Under the Anti-Money Laundering Act, the Federal Board of Revenue is responsible for ensuring that designated non-financial businesses and professions (DNFBPs) including real estate agents, dealers in precious metals and stones, and FBR-supervised accountants comply with anti-money laundering and counter financing of terrorism obligations. Financial institutions, lawyers, law firms, notaries and non-FBR-supervised accountants are supervised by other competent authorities and self-regulatory bodies.
Anti-Money Laundering (AML) – Why Does It Matter?
Money laundering is the process used to disguise the source of money or assets derived from criminal activity. Pakistan’s Anti-Money Laundering regime is in place to ensure that crime does not pay and to protect the integrity of the domestic and international financial systems.
Counter Terrorist Financing (CFT) – Why Does It Matter?
Terrorist financing involves the use of funds that may be licit or illicit in origin and using these funds to support terrorist activity. Though terrorist financing transactions are usually smaller in value than those associated with money laundering, terrorist financing can result in tragic losses of life. Pakistan’s counter terrorist financing system works to protect the public, in concert with the regimes for United Nations and Pakistani targeted financial sanctions.
Pakistan’s Designated Non-Financial Businesses and Professions (DNFBPs)
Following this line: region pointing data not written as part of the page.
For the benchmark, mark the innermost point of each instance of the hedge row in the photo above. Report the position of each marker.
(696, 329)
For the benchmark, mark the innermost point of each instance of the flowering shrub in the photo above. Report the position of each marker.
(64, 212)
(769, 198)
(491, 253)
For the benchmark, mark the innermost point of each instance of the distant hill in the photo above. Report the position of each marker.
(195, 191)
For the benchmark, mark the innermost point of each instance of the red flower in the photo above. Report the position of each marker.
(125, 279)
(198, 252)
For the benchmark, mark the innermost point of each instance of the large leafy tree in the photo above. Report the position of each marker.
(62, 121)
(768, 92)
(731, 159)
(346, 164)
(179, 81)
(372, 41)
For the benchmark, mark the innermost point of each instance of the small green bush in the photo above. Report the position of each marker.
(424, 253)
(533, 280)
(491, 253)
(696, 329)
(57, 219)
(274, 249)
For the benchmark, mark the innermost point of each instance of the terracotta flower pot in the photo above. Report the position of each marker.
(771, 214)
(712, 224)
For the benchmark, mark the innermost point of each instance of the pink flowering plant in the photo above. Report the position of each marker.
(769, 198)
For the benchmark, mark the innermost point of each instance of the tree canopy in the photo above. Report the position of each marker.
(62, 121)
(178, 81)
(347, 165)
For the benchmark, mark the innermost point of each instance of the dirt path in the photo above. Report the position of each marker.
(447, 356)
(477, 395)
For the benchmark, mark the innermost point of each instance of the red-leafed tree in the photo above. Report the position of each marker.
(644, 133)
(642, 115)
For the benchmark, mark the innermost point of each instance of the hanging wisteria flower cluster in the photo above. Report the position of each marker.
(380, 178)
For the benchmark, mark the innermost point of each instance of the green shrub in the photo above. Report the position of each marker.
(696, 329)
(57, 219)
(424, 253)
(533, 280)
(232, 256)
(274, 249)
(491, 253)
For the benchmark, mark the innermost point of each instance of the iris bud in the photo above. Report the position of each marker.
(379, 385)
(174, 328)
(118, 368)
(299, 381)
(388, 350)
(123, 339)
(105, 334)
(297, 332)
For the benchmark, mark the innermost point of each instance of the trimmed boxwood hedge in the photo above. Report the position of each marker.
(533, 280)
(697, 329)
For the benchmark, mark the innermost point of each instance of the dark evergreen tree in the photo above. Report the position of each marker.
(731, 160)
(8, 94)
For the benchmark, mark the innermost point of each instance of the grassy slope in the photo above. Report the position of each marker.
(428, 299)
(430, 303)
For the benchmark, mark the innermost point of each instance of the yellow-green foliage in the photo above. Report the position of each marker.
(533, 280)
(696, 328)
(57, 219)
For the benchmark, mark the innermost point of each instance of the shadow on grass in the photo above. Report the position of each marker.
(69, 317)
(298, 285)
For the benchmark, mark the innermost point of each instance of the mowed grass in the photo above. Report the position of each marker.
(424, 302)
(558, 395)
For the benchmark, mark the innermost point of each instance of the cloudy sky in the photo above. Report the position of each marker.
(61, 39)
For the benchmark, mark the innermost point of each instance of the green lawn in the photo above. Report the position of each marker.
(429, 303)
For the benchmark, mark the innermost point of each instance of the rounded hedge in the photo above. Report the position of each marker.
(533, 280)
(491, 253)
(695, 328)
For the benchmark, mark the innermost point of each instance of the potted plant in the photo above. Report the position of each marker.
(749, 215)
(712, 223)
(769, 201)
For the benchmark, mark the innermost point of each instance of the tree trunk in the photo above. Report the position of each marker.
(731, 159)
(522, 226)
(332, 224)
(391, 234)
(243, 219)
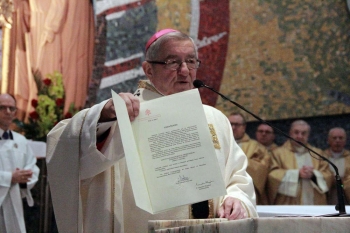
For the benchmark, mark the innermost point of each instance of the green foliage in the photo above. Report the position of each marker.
(48, 108)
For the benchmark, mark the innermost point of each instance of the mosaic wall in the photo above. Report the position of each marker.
(281, 59)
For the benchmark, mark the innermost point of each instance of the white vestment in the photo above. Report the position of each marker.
(106, 202)
(14, 154)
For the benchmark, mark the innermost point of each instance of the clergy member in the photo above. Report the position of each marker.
(298, 176)
(18, 172)
(87, 171)
(337, 154)
(257, 154)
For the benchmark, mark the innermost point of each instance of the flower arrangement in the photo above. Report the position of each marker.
(48, 108)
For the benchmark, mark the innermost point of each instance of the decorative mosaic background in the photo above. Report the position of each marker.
(280, 59)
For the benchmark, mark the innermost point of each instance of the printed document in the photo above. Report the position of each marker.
(169, 152)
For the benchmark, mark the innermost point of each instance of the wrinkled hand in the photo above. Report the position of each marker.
(232, 209)
(132, 105)
(21, 176)
(306, 172)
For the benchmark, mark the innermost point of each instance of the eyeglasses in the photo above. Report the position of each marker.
(171, 64)
(236, 124)
(264, 131)
(4, 108)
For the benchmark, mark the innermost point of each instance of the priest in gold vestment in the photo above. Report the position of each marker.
(297, 176)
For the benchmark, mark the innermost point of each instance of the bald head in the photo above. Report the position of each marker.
(337, 139)
(7, 110)
(300, 131)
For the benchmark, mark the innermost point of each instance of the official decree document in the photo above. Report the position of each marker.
(169, 152)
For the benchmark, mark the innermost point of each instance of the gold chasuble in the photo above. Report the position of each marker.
(284, 185)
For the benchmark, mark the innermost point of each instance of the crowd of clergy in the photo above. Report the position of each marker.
(291, 174)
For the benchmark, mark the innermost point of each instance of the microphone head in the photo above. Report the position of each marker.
(198, 83)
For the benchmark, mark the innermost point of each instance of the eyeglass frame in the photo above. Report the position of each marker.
(265, 131)
(4, 108)
(178, 62)
(236, 124)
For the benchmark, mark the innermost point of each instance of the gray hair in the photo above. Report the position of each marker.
(155, 48)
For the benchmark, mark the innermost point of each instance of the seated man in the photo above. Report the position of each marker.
(258, 156)
(90, 185)
(337, 154)
(298, 176)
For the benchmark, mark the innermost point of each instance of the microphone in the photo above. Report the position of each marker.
(340, 191)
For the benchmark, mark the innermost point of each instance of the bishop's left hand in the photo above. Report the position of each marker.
(232, 209)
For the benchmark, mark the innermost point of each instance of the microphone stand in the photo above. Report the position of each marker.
(340, 191)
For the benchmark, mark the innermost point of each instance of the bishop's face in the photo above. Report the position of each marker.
(173, 81)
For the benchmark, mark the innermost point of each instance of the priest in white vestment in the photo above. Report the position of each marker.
(87, 172)
(337, 154)
(18, 170)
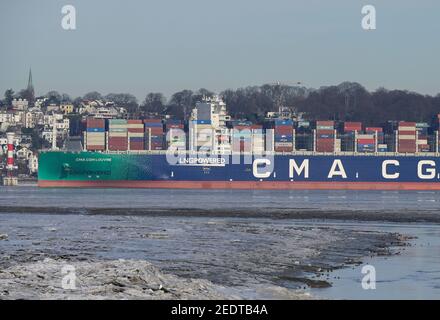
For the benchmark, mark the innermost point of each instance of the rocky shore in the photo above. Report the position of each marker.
(407, 216)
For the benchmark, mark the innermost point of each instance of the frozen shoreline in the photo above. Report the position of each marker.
(409, 216)
(232, 258)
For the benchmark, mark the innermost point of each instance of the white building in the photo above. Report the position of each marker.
(20, 104)
(33, 164)
(24, 154)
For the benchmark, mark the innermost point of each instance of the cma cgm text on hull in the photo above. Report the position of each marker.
(273, 171)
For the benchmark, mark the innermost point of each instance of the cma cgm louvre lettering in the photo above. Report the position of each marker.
(153, 170)
(263, 168)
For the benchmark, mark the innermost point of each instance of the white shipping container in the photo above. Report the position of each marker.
(365, 136)
(136, 134)
(283, 144)
(407, 137)
(407, 128)
(135, 126)
(118, 134)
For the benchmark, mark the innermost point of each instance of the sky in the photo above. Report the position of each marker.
(142, 46)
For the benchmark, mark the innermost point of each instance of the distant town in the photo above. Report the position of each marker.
(56, 121)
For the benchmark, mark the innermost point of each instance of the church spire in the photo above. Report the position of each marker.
(30, 85)
(30, 89)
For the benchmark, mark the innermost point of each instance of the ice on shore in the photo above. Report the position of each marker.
(117, 279)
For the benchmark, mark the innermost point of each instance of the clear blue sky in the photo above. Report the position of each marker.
(140, 46)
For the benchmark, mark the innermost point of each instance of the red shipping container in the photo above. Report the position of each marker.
(352, 126)
(373, 129)
(366, 141)
(98, 148)
(152, 121)
(407, 124)
(325, 123)
(95, 123)
(325, 131)
(283, 149)
(407, 133)
(284, 130)
(174, 126)
(136, 130)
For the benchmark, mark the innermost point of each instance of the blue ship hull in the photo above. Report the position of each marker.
(240, 172)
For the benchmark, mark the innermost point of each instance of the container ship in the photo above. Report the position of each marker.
(212, 151)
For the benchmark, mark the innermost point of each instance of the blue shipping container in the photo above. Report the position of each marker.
(95, 130)
(283, 123)
(154, 125)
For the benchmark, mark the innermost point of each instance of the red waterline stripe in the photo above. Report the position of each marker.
(258, 185)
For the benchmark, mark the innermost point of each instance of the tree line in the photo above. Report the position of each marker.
(348, 101)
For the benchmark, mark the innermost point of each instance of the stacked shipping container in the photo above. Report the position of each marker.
(242, 137)
(136, 136)
(422, 137)
(95, 134)
(407, 137)
(117, 135)
(378, 132)
(325, 136)
(154, 134)
(366, 143)
(284, 136)
(175, 130)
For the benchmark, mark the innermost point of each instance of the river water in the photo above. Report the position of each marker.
(247, 255)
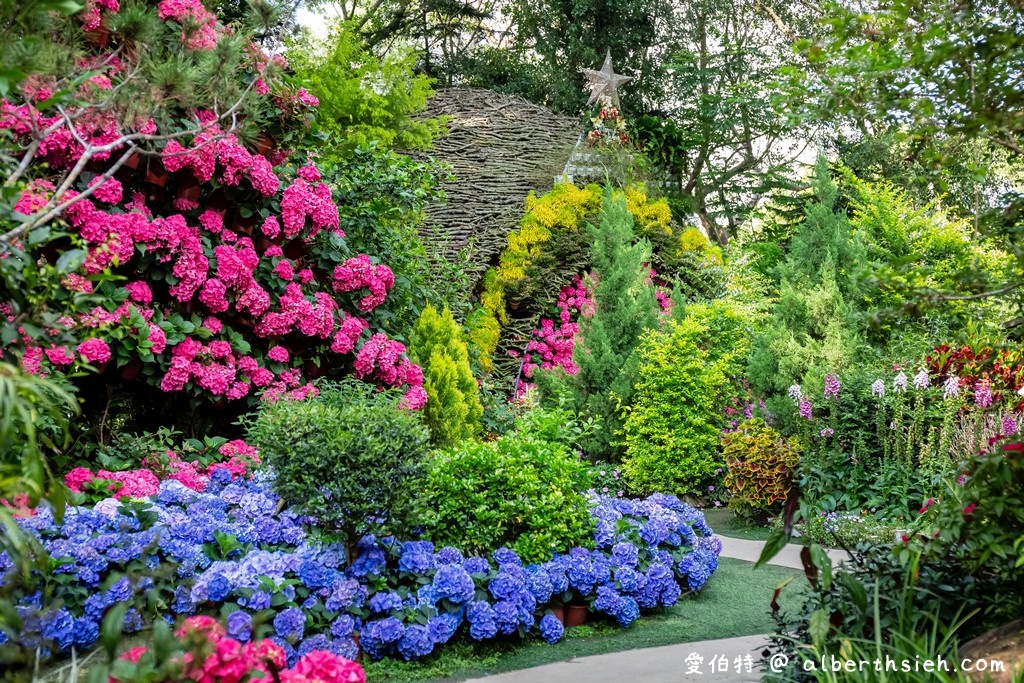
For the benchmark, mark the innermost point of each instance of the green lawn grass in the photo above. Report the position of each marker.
(735, 602)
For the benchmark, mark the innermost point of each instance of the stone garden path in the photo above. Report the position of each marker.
(671, 664)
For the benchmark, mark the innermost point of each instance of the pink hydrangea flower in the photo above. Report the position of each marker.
(94, 350)
(139, 292)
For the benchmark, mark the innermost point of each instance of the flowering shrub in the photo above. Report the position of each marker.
(552, 347)
(999, 372)
(212, 269)
(238, 456)
(233, 550)
(204, 651)
(850, 528)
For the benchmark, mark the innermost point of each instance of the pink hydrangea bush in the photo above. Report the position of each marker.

Pakistan’s Anti-Money Laundering Act now includes obligations that apply to DNFBPs. This includes lawyers and law firms, notaries, other legal professionals, accountants and accounting firms, when they provide certain services to client, real estate agents including brokers and dealers, builders and developers, housing authorities, as well as dealers in precious metals and stones including jewellers when conducting cash transactions over 2 million rupees. The accounting and legal sectors are also subject to AML/CFT, rules when they provide trust and company services for clients.
Understanding Money Laundering and Terrorist Financing Risk in DNFBPs
The key to an effective AML/CFT system is a good understanding of risk. Each DNFBP must assess and document its risks by looking at its customers, business types, delivery channels and geographic exposure, and keep this understanding up to date. This allows for resources to be targeted towards those areas that present the greatest risk for money laundering and terrorist financing abuse, in order to mitigate these risks.
DNFBP Obligations: Preventive Measures and Internal Controls
Successfully implementing and executing a comprehensive compliance program of preventive measures and internal controls will help to protect a DNFBP from being used by criminals and will ensure that the DNFBP meets its obligations under Pakistani law.
What to Expect Under Pakistan’s New AML/CFT Supervisory Regime
Each DNFBP sector has a dedicated supervisor or set of supervisors to monitor and encourage compliance with AML/CFT obligations. This includes compliance inspections to assess how well DNFBPs are meeting their AML/CFT obligations.